Re: [Discuss-gnuradio] Segfault with volk on 32 bit AMD

Frederick Stevens Mon, 19 Mar 2012 13:52:39 -0700

Tom,

New run using my simple "trace"  See attached files.


Cheers,

Fred
On 03/19/2012 11:26 AM, Tom Rondeau wrote:

On Mon, Mar 19, 2012 at 12:04 PM, Frederick Stevens<sk8tesgr...@gmail.com <mailto:sk8tesgr...@gmail.com>> wrote:


    Tom,

    See the attached file.  I am running volk_profile now.  If this is
    what you need then that is great otherwise I will keep working on
    this with whatever suggestions you have.


    Cheers,

    Fred


That'll be a good start. We'll see if that tells us anything.

Thanks,
Tom

    On 03/19/2012 08:10 AM, Tom Rondeau wrote:

    On Sun, Mar 18, 2012 at 8:00 PM, Frederick Stevens
    <sk8tesgr...@gmail.com <mailto:sk8tesgr...@gmail.com>> wrote:

        Volk_profile ran to completion.  I am using the git source
        tree updated just before I did the run.  I commented out line
        38 of volk_profile.cc as you suggested and ran volk_profile
        under gdb.  The output is in the attached text file.  I have
        also attached the generated volk_config from ~/.volk/volk_config.
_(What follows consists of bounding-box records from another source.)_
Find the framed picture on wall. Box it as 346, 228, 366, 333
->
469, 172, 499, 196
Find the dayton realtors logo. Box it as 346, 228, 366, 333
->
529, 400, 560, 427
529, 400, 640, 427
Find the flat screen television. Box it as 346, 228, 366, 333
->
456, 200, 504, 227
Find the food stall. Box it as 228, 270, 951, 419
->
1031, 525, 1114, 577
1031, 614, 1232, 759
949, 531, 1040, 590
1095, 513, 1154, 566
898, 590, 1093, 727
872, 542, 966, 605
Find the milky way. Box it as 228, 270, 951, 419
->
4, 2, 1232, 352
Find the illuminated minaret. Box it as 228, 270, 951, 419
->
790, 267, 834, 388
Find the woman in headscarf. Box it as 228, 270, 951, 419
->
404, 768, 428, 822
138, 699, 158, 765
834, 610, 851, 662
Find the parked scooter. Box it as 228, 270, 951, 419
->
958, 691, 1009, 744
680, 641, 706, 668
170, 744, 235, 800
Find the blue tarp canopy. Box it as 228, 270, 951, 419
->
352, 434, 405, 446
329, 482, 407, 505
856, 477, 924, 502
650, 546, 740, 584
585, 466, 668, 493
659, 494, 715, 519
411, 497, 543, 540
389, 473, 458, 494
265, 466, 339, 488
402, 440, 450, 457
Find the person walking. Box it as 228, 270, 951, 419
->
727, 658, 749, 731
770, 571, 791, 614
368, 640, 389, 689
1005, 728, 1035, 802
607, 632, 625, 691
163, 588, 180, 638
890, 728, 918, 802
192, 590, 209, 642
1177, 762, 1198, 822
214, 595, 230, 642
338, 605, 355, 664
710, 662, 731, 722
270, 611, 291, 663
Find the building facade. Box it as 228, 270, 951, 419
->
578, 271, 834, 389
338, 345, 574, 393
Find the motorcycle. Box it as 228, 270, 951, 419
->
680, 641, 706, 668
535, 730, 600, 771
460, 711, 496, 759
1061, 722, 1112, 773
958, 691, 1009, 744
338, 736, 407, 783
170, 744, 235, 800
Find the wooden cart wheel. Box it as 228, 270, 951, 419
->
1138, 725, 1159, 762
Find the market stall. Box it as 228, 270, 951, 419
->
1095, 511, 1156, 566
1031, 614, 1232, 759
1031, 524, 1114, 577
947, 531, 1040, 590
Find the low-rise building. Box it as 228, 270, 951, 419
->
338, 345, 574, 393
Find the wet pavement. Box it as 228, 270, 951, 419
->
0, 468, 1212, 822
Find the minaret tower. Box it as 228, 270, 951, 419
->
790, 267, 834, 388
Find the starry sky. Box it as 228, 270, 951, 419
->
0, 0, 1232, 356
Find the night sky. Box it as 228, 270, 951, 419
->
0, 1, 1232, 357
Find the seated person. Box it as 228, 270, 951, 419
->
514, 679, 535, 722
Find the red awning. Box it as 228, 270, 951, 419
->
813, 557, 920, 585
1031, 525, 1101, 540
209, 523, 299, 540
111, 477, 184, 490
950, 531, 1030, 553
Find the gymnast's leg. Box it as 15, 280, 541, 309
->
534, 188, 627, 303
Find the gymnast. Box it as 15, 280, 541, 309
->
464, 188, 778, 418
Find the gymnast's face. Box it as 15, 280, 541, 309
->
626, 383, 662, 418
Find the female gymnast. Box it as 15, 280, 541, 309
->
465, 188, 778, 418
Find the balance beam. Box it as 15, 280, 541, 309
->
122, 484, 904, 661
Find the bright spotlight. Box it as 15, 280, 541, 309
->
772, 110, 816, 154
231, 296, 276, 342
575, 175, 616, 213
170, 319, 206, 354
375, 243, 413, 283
    Thanks. Strange that it's just that kernel, then. Can you put in
    some debug lines that will print out the size of the buffers
    being used and the 'number' variable in
    volk_32fc_x2_multiply_32fc_a when the crash occurs. I just want
    to see if the loop is trying to go beyond the bounds of the arrays.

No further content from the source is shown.